Once operational in June, the China Telecom routing will salvage landlocked Nepal from its exclusive dependency on the Indian carriers. This second international route will also make Nepal’s connectivity lot more resilient. This is what I strongly suggested in a four-day course on ‘How to Engage in Broadband Policy and Regulatory Processes’ in Nagarkot, Nepal (28th – 31st March 2015). One month later Nepal was devastated by the earthquake and Doug Madury of Dyn wrote:
Nepal, as well as Bhutan, are both South Asian landlocked countries wedged between India and China that are dependent on India for a number of services including telecommunications.
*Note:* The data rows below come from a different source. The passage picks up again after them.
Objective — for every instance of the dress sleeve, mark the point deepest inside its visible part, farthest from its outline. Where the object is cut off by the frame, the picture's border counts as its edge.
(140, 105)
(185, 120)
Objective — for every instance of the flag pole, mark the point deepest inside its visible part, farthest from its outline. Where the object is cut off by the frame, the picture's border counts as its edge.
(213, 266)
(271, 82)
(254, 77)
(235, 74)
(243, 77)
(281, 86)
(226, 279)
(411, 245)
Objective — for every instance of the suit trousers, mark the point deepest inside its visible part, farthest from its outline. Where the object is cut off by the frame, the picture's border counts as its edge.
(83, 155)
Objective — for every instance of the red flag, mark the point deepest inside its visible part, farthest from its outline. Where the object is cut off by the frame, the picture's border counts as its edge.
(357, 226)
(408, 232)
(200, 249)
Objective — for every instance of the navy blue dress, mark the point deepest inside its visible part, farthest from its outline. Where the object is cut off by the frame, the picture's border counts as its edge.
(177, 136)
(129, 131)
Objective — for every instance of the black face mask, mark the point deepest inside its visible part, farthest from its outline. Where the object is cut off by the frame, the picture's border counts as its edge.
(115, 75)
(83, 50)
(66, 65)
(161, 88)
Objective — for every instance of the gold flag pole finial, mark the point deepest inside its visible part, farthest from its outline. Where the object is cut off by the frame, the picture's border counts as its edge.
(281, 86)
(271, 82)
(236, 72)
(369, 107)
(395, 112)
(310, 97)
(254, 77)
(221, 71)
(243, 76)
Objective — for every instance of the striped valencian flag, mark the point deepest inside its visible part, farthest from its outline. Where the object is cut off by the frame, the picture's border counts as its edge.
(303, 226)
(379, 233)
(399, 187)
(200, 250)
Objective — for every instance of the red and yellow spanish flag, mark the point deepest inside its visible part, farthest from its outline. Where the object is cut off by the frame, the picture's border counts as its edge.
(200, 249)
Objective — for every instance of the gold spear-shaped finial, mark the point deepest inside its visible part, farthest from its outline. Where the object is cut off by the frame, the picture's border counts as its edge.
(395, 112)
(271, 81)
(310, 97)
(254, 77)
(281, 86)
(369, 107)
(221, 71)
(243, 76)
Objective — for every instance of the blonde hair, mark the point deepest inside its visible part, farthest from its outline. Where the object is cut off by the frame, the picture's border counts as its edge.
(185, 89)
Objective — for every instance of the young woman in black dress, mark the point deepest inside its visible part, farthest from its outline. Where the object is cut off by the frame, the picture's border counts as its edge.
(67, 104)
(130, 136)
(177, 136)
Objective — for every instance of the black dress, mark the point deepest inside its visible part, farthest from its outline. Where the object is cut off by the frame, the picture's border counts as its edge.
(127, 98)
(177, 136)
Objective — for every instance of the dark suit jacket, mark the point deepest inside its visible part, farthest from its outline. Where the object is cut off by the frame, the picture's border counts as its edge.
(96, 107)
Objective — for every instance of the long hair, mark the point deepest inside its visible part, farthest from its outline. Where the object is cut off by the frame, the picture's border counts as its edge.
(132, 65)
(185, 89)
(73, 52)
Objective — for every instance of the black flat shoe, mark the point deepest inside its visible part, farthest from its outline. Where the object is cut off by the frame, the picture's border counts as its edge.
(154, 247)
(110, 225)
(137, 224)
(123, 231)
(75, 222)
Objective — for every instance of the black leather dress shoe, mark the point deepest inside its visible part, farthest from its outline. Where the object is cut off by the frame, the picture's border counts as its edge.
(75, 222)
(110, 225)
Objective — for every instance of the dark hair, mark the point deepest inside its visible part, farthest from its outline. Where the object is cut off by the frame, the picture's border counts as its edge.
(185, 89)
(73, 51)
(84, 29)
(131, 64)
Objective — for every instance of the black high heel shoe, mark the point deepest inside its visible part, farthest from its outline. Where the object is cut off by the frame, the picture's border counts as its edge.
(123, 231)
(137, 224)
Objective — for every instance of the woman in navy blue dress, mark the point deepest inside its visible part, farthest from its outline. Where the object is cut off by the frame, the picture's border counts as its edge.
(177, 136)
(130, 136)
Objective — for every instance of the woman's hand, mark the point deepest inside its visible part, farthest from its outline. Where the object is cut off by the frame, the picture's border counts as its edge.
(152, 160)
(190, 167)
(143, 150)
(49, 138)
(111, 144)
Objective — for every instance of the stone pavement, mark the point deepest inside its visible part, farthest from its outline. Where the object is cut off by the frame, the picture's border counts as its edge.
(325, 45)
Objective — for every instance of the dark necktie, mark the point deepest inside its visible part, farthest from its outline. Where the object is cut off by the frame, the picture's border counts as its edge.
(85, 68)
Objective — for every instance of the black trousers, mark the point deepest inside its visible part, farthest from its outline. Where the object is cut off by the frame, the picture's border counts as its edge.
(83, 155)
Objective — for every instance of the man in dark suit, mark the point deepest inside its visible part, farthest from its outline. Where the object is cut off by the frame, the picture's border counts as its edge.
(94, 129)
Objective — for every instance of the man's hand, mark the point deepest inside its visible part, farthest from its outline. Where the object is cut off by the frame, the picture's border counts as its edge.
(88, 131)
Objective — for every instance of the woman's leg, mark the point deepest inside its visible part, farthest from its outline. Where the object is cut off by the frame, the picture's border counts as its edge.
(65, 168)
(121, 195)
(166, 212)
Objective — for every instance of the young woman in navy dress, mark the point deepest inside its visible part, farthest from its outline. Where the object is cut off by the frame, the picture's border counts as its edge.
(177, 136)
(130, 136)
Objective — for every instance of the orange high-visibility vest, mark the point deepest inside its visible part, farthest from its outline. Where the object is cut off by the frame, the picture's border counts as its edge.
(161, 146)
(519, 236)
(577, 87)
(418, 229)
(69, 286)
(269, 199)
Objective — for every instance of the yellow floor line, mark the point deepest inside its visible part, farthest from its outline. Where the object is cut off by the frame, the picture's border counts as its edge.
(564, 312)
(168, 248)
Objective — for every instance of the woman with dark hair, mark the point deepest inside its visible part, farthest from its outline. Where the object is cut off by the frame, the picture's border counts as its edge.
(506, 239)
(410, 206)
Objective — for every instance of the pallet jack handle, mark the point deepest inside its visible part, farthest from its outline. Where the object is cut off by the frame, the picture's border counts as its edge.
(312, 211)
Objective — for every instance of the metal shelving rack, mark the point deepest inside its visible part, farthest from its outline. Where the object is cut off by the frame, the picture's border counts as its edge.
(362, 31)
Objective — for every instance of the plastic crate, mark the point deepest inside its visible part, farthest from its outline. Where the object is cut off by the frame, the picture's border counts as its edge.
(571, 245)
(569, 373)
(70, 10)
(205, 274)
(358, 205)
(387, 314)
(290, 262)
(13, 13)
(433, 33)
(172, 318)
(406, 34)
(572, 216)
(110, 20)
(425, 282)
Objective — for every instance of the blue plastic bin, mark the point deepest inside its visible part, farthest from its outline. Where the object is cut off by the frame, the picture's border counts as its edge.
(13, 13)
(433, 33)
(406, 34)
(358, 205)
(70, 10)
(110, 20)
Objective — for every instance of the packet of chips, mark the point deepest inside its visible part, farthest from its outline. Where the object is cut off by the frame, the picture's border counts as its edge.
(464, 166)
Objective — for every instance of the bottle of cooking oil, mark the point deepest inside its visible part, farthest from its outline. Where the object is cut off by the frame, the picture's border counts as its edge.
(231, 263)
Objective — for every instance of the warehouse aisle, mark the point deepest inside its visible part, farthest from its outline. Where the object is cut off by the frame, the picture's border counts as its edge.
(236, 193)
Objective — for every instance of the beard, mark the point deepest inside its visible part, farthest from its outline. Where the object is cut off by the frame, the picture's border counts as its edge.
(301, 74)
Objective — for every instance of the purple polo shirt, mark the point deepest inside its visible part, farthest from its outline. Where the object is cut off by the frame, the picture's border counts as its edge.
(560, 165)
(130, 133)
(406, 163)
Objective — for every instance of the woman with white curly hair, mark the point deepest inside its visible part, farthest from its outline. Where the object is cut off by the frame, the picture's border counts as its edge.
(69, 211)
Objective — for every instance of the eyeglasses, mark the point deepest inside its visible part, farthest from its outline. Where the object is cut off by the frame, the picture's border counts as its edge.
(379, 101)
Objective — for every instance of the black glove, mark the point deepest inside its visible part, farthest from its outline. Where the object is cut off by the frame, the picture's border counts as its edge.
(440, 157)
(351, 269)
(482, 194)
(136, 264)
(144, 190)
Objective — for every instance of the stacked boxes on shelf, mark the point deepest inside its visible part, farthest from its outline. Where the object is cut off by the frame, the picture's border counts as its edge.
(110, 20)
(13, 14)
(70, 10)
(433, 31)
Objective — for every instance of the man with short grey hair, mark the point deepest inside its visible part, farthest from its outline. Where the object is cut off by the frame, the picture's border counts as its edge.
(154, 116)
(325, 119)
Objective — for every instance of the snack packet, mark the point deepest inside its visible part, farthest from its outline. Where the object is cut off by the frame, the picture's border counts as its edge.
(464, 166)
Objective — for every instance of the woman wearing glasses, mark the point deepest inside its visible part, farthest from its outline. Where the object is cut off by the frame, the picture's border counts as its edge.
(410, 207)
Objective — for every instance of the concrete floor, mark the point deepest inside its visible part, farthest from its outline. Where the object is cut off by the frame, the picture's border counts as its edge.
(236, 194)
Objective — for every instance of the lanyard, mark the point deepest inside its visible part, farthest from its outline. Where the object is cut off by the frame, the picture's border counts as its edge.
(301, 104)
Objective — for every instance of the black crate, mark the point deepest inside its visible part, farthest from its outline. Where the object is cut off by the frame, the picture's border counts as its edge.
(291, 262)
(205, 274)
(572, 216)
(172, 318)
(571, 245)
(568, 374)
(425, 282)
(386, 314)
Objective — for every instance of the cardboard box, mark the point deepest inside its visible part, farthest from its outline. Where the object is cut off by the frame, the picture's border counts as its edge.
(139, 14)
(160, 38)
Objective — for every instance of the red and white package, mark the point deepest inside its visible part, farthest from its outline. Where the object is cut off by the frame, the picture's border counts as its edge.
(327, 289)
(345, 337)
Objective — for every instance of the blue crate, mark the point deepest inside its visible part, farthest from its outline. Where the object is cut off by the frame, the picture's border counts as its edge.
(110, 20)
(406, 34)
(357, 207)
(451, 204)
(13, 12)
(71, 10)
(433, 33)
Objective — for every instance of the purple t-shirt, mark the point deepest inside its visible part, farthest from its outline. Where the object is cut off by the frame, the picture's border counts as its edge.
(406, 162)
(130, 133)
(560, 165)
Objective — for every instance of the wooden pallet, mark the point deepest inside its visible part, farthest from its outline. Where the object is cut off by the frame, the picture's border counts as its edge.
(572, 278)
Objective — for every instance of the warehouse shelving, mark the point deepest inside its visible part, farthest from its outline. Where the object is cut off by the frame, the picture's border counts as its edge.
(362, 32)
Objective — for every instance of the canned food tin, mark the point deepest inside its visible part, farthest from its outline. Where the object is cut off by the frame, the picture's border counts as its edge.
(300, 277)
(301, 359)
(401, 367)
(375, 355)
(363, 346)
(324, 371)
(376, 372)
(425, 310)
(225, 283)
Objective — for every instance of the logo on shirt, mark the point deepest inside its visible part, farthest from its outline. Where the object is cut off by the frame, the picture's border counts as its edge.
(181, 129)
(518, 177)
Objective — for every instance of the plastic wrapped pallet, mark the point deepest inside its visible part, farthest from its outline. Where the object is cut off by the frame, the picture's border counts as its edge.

As a result, each country has been courting Chinese engagement that would provide a redundant source of Internet connectivity. Nepal has been seeking Internet connectivity through China for some time, however, as of today, we have yet to observe any Internet paths linking Nepal to the global Internet via China.
Nepal-China deal will unlock the landlocked Himalayan state’s northern frontier for telecoms. Prime Minister Mr. Khadga Prasad Sharma Oli should now end Nepal Telecom’s self-defeating monopoly over cross-border connectivity. The foreign and local telecoms actors should be allowed to boost competition. It will dramatically reduce the prices of international bandwidth in the country.
Nepal being landlocked is an unchangeable geographic phenomenon. The country’s captivity, in terms of telecoms policy, has been, however, a manmade distortion. Mr. Oli can end this misrule and write a new chapter in the history of Nepal’s development.